Bei allen Reisen in ferne Ländern hat es aber ein Schweizer Berg Stef besonders angetan: der Eiger. Die Nordwand hatte er als 20jähriger zum ersten Mal durchstiegen, über die Jahre folgten weitere 32 Mal. Er bestieg den Berg in der Ausrüstung der Erstbesteiger, liess sich sich für Eiger Live von Fernsehkameras filmen und trug einen 8kg schweren Kamerawürfel nach oben.
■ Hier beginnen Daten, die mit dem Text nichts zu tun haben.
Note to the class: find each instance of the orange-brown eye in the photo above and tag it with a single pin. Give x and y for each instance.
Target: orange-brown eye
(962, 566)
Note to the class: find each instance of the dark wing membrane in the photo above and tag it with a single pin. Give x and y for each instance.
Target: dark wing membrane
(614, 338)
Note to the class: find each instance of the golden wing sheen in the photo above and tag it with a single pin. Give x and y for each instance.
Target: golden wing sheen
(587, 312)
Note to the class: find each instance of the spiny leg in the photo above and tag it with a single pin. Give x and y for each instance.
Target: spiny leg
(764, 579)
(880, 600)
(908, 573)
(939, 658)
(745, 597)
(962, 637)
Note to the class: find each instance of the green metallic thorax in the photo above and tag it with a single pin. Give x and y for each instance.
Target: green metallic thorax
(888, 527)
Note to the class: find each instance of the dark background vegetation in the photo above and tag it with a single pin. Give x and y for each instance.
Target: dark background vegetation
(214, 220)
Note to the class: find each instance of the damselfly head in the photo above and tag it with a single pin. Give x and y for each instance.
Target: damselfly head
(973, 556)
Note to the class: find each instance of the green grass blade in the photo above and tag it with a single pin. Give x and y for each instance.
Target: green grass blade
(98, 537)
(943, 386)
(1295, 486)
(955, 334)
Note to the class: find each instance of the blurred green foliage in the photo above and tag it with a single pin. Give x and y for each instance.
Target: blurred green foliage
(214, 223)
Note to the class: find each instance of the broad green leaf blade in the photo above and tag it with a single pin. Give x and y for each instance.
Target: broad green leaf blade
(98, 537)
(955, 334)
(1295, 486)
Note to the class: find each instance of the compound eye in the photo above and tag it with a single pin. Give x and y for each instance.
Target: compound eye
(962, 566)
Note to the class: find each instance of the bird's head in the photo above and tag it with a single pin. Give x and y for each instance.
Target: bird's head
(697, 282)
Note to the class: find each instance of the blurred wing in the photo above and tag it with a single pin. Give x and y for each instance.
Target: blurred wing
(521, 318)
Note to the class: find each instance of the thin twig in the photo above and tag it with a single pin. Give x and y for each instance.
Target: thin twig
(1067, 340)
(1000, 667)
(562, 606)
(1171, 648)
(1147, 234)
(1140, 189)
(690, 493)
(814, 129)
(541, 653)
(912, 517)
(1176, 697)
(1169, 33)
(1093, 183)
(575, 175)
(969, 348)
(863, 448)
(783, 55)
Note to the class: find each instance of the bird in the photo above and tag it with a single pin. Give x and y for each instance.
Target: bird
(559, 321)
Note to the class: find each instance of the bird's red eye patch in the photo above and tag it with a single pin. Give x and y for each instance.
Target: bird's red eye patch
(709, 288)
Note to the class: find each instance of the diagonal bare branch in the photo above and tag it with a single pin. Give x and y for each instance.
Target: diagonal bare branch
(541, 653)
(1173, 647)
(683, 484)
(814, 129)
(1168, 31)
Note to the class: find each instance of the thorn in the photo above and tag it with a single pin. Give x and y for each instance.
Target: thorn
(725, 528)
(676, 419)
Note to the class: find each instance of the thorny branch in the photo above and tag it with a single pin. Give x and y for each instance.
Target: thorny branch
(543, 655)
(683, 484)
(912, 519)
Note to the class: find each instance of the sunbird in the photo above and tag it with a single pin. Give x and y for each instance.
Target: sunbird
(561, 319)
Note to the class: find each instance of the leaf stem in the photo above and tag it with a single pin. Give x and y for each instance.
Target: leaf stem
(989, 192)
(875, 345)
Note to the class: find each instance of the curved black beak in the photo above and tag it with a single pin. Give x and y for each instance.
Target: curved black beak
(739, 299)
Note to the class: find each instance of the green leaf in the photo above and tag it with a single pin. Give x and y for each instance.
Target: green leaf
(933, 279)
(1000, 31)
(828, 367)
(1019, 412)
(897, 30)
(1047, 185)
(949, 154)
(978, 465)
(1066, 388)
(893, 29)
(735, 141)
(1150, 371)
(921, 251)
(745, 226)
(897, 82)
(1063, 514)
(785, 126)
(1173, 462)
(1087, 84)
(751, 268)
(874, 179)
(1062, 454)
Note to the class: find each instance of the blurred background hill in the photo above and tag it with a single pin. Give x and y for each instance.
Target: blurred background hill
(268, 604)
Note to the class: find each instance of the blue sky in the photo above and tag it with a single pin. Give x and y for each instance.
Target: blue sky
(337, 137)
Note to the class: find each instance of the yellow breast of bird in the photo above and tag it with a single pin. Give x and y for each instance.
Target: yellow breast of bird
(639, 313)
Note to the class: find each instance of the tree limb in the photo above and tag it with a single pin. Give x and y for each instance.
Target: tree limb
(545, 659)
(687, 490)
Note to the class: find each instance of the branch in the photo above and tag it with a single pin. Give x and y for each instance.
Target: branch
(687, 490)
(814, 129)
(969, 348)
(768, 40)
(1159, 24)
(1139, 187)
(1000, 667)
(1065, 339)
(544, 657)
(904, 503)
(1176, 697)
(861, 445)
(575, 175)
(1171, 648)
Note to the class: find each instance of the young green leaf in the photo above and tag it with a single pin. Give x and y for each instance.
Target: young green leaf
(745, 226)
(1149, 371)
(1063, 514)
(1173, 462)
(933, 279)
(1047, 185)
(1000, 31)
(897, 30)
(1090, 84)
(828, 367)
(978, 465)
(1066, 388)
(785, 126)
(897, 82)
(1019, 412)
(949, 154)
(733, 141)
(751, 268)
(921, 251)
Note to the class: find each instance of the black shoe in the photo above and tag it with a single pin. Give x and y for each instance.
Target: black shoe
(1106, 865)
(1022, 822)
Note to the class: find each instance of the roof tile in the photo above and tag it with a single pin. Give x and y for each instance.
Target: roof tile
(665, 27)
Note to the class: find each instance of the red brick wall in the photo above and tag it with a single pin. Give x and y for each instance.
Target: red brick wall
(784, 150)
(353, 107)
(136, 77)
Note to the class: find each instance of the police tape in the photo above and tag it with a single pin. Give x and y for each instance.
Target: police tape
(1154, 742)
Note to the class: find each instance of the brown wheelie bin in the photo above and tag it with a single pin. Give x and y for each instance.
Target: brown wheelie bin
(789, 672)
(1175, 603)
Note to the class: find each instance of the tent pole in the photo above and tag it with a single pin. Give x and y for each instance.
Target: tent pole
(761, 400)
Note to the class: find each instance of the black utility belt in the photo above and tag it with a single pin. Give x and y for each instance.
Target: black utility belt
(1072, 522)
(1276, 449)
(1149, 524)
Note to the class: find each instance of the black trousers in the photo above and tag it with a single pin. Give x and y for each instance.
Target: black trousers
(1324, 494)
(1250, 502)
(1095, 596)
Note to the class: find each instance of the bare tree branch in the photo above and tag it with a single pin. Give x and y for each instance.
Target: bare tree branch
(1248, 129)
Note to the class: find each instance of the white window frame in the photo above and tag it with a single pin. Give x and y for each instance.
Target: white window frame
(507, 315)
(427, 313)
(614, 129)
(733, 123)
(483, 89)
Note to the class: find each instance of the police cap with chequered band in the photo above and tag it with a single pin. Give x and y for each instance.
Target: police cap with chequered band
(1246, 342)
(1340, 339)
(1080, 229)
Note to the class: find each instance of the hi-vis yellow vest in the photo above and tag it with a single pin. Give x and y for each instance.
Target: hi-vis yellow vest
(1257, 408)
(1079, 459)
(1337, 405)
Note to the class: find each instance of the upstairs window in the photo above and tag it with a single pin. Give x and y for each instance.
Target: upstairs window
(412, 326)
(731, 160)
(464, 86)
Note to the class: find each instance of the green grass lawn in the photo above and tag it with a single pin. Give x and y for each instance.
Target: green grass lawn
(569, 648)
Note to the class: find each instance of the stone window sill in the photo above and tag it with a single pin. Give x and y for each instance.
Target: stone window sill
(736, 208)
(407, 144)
Für eine Produkteinführung seines Sponsors Mammut hielt er sogar 2010 eine Woche lang täglich einen Vortrag in der Station Gletschermeer der Jungfraubahn – eine Zeit, die Stef rückblickend als „Woche der Tunnelratte“ bezeichnet. Somit war es im Frühjahr 2015 auch nicht verwunderlich, dass Rolf Schmid ihm vorschlug, zum „gemeinsamen“ 20. Firmenjubiläum den Eiger zu besteigen. Stef stimmte zu und wählte für den Aufstieg die Westflanke des Berges. Was er dem unter Höhenangst leidenden Schmid hingegen bis zum Gipfels verschwieg, war dass die Abstiegsroute über die ausgesetzten und technisch anspruchsvolleren Eigerjöcher führte. Es wurde eine lange und spektakuläre Jubiläumstour, an die sich auch Rolf Schmid noch lange gerne erinnern wird. „Es ist schön zu sehen, dass sich nicht nur Mammut entwickelt hat, sondern auch der CEO“, freut sich Stef rückblickend. An beidem war er selbst nicht ganz unschuldig.
Auch nach 20 Jahren im Profisport denkt Stef nicht daran kürzer zu treten. Aktuell hat es ihm die alpinistisch noch relativ jungfräuliche Bergwelt Kaschmirs angetan. „Dort stehen massenhaft wunderschöne Berge, die niemand in Europa kennt und die noch komplett unbestiegen sind.“ Mammut wünscht Stef auf jeden Fall viel Erfolg und Spass bei seinen weiteren Projekten und freut sich auf die kommenden 20 Jahre.